I'd be okay with that yeah

[willnorris]

The current version doesn't have any configuration, but you can see how it worked in a previous version:

caddy-tailscale/module.go

Lines 102 to 131 in 68b91cc

	func parseCaddyfile(h httpcaddyfile.Helper) (caddyhttp.MiddlewareHandler, error) {
	var ta TailscaleAuth
	repl := caddy.NewReplacer()
	for h.Next() {
	for nesting := h.Nesting(); h.NextBlock(nesting); {
	switch h.Val() {
	case "auth_key":
	if !h.NextArg() {
	return nil, h.ArgErr()
	}
	ta.AuthKey = h.Val()
	ta.AuthKey = repl.ReplaceAll(ta.AuthKey, "")
	case "hostname":
	if !h.NextArg() {
	return nil, h.ArgErr()
	}
	ta.Hostname = h.Val()
	case "verbose":
	ta.Verbose = true
	}
	}
	}
	return caddyauth.Authentication{
	ProvidersRaw: caddy.ModuleMap{
	"tailscale": caddyconfig.JSON(ta, nil),
	},
	}, nil
	}

Another thought I had in the direction of letting users configure this how they want on their own would be to use the map directive, particularly now that caddyserver/caddy#5081 has merged. So, if we set the tag on the caddy user object, users could map it in if they want to:

tailscale_auth

// use node tag to construct webauth.user if present, otherwise use tailscale_login
map {http.auth.user.tailscale_nodetag} {webauth.user} {
    ~.+ tag___{http.auth.user.tailscale_nodetag}
    default {http.auth.user.tailscale_login}
}

reverse_proxy http://server {
    header_up X-Webauth-User {webauth.user}
}

That's not near as elegant as a simple flag like:

tailscale_auth {
    allow_tagged_nodes
}

But does provide a different way for users to customize how tags map to usernames, using caddy's existing directives. I'm not sure how common this would be likely to be, so don't know how easy we need to make it, versus just making it possible, even if it takes a little extra config.

[mholt]

(In my experience, start minimal and see what users request, then add it for valid use cases.)
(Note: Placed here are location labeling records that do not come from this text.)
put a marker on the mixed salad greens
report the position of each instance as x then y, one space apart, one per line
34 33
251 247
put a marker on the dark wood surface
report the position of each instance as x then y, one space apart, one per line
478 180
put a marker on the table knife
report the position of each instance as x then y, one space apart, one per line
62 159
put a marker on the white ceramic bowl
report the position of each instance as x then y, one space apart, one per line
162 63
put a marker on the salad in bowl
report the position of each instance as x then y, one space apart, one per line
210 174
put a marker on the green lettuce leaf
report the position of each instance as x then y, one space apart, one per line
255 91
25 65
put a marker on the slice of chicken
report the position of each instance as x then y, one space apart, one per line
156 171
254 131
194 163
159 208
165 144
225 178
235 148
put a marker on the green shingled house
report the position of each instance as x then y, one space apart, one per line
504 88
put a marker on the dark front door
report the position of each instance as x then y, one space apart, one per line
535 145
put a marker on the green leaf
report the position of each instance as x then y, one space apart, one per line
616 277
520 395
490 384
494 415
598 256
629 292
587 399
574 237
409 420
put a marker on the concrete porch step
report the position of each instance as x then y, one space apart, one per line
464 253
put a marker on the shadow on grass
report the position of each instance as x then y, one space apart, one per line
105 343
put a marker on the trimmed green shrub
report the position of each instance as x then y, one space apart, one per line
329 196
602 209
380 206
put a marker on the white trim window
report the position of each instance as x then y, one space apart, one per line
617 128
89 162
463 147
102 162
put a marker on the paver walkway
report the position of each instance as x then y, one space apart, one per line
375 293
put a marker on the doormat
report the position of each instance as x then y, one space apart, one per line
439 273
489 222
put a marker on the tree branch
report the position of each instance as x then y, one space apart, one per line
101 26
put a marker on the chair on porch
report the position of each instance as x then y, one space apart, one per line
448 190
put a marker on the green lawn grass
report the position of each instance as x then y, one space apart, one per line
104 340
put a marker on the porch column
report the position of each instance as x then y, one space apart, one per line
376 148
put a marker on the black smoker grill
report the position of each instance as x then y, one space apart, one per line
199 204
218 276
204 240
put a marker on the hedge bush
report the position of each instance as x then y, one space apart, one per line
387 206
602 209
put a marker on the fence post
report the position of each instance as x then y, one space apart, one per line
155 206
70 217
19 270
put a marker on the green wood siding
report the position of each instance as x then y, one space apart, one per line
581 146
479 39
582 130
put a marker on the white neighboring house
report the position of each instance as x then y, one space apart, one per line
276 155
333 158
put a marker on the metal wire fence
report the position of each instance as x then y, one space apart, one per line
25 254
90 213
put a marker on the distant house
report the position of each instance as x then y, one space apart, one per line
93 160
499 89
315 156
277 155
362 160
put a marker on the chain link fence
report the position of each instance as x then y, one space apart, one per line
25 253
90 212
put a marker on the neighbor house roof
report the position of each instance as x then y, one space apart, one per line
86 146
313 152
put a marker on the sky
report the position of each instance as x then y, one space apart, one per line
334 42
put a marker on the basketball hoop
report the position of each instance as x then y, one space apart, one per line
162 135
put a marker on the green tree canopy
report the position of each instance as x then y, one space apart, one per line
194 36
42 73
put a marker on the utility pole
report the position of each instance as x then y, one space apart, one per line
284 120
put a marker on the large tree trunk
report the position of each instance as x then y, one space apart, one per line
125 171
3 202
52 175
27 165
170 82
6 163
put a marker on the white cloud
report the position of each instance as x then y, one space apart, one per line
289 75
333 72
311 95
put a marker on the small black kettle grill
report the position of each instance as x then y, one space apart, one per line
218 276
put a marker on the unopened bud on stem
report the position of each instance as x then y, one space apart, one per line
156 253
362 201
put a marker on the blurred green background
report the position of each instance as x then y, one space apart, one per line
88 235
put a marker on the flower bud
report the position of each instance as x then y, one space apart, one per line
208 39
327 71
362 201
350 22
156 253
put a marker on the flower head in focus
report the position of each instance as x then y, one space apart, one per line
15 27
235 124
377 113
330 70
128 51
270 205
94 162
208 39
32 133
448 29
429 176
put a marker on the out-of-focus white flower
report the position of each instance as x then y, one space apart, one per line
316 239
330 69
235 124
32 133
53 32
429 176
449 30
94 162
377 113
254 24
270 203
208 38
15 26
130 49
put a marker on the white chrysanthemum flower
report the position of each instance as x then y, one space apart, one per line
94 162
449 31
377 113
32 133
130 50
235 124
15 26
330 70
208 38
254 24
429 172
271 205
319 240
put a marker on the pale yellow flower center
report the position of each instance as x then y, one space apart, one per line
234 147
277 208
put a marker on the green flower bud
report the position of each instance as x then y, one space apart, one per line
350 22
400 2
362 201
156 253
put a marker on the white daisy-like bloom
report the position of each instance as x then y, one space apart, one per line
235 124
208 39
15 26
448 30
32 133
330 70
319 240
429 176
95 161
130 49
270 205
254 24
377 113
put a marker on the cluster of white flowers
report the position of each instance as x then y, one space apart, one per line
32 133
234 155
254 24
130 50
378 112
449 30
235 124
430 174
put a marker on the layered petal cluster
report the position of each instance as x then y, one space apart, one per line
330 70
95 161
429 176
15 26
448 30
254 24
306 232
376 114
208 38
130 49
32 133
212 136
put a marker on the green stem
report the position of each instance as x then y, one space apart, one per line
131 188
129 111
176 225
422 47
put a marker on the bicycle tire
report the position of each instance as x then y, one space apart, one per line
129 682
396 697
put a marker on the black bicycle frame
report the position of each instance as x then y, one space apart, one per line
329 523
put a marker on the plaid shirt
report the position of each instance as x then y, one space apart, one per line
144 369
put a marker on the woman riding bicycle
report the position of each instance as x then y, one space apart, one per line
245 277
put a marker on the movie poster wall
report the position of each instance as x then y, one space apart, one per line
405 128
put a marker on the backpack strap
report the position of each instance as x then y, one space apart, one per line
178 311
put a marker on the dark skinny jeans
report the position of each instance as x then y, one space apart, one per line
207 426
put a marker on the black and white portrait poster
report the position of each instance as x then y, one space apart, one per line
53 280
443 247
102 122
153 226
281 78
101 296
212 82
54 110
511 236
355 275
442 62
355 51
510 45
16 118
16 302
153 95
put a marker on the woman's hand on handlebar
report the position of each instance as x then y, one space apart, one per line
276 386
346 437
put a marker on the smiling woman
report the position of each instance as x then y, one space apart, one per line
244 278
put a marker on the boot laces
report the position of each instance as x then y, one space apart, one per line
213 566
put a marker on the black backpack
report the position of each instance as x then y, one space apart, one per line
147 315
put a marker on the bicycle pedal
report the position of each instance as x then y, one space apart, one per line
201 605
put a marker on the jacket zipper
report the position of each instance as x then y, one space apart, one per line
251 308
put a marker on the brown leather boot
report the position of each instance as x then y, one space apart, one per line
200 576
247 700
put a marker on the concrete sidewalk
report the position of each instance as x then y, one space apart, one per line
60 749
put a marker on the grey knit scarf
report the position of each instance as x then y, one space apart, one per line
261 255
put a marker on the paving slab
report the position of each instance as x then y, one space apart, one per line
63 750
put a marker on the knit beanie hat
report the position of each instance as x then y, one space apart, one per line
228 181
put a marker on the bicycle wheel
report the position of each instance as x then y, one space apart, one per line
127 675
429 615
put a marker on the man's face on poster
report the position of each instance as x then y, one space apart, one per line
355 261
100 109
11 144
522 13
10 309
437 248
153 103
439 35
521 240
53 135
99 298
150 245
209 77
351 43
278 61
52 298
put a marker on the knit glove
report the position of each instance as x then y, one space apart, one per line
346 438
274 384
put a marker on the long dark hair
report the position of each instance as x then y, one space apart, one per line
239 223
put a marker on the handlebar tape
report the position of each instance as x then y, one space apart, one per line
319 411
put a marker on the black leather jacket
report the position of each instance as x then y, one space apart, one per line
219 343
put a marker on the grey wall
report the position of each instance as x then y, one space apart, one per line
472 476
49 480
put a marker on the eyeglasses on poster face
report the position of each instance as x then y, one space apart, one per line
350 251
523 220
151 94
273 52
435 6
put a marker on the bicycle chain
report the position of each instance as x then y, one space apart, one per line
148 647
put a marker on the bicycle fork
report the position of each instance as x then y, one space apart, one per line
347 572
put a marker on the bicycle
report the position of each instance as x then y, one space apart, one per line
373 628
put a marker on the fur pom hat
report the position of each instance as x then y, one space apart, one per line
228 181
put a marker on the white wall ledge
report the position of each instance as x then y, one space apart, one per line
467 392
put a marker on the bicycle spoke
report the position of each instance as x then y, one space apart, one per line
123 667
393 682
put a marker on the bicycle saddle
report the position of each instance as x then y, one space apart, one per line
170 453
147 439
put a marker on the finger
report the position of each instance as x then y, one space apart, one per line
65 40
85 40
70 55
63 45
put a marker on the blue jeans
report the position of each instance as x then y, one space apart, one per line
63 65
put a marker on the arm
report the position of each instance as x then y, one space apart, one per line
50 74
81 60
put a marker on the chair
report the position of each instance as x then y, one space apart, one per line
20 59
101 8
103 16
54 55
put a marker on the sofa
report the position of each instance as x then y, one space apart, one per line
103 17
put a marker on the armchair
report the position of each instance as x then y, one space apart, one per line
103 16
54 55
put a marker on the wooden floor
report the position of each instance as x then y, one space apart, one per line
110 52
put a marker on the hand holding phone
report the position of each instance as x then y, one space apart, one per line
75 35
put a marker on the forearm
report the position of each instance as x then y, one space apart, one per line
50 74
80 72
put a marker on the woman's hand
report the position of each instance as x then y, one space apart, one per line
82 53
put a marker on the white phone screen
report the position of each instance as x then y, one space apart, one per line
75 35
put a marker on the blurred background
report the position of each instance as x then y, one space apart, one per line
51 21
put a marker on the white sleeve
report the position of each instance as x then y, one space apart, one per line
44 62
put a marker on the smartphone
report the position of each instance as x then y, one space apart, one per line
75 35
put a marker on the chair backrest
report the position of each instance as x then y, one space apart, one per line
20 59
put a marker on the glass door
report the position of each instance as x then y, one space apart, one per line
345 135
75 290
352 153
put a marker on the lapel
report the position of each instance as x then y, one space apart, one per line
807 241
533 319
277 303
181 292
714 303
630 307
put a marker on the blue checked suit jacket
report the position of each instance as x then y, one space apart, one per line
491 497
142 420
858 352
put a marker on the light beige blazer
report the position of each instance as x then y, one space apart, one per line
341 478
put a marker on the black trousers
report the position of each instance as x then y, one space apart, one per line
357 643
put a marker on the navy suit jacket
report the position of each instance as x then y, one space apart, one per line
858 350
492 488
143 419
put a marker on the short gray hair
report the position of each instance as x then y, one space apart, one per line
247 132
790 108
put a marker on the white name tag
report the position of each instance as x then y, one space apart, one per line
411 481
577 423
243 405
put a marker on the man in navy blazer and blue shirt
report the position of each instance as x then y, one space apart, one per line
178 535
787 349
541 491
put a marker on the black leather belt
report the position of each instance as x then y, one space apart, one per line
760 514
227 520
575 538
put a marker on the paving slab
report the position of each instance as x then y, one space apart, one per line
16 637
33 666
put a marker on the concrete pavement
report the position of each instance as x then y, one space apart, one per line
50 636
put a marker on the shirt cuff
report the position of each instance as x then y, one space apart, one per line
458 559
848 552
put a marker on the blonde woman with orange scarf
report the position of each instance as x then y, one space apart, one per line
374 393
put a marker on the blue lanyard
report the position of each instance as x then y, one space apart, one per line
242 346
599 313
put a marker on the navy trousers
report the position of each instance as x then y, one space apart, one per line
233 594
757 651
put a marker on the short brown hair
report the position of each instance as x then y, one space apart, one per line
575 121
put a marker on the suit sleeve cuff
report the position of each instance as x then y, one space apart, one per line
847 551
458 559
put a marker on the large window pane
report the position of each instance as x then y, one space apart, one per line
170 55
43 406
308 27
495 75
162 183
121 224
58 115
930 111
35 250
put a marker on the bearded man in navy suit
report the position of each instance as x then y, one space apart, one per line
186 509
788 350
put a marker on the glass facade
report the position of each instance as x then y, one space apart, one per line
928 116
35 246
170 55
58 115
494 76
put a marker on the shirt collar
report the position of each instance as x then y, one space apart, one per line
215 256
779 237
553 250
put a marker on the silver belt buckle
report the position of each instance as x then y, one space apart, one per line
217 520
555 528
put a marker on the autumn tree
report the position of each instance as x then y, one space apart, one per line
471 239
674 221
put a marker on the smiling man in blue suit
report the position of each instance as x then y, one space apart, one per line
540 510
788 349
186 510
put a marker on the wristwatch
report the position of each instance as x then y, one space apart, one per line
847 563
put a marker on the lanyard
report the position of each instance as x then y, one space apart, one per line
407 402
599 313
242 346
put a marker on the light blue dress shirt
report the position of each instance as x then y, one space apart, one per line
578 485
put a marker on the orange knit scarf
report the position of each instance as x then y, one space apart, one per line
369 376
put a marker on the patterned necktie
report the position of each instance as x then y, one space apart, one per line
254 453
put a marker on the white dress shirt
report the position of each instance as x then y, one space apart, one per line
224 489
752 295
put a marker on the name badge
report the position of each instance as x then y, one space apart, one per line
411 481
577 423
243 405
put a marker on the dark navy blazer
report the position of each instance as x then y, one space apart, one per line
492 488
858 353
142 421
Something we sometimes do is to have some directives or sub-directives be shortcuts for expanded Caddyfile config that yes, the user could write themselves, but is much simpler with the shortcut because it is so common. For example, try_files and php_fastcgi just expand to longer Caddyfile config. If you want to do this I can point you to some source code you can use as a starting point.

But you could also just wait and see what users request first 🤷‍♂️

[willnorris]

(In my experience, start minimal and see what users request, then add it for valid use cases.)

Which are you suggesting would be the minimal option here? Not supporting tagged nodes at all? That's the case today, and we already know it's a model we want to support somehow. Or are you saying suggesting letting users use the map directive like I mentioned above, and add a new option when needed? Or something else?

[mholt]

Or are you saying suggesting letting users use the map directive like I mentioned above, and add a new option when needed?

^ that one

For now. Just to save yourselves some time and see what the real uses cases are to help form the final solution.

I mean, if you can foresee it or want it yourself go ahead -- it sounds really convenient -- I'm just telling you my usual approach to adding config surface area. 👍

[mholt]

Hey @Xe and @willnorris -- just wanted to follow up. How can I help with this?

We'd love to be able to use Caddy to have multiple hosts per TS node "just work" -- I think we're close, yeah?